From: Brett Davis on
In article <Kw6yn.224427$wr5.103281(a)newsfe22.iad>,
EricP <ThatWouldBeTelling(a)thevillage.com> wrote:

> Brett Davis wrote:
> >>>>> If you do the following you can get a 2x speedup, it looks like
> >>>>> more code, but will generate less, and the results will be
> >>>>> pipelined correctly.
> >>>>> Extra bonus points to those that understand why.

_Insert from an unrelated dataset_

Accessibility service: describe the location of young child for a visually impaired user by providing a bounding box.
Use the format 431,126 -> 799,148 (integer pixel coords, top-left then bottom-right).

Half the posters here?
> >>>>>
> >>>>> {
> >>>>> unsigned char *C = B+(H*j+H-i-1)*3;
> >>>>> temp0 = A[0];
> >>>>> temp1 = A[1];
> >>>>> temp2 = A[2];
> >>>>> C[0] = temp0;
> >>>>> C[1] = temp1;
> >>>>> C[2] = temp2;
> >>>>> A += 3;
> >>>>> }
> >>>>>
> >>>>> Do not use *C++ = *A++;
> >>> Only one in a hundred programers know an optimizaton like that, for
> >>> half of comp.arch to be that good says good things about comp.arch.
> >
> > Benchmark it, try and stay in cache as a 66 MHz embedded CPU does
> > not have memory 600 cycles away.
> > Only an Intel class chip has enough OoO stuff to have a chance
> > of coming close to the same speed as my code.
> >
> > Brett
>
> Oh, you are avoiding read after write data
> dependency pipeline stalls on in-order cpus.

No, nice guess.
I dont know of any CPU that stalls on a read after write, instead
they try and forward the data, and in the rare case when a violation
occurs the CPU will throw an interrupt and restart the instructions.
This is an important comp.arch point, so someone will correct me
if I am wrong.

> The buffer overlap aliasing considerations in C prevents the
> compiler from automatically rearranging the original LD ST
> order to be more pipeline friendly for a particular cpu,
> but Fortran would allow it.

This is close, the answer is a mundane but important point.
CPUs today have a load to use delay of ~2 cycles from level one
cache. (less for slower chips, more in faster chips.)
An OoO chip can try and find other instructions to execute, but
even they are subject to this delay. (I believe.)
This copy loop is so small I dont think there is much even a
Intel/AMD chip can do. I was hoping you would benchmark it. ;)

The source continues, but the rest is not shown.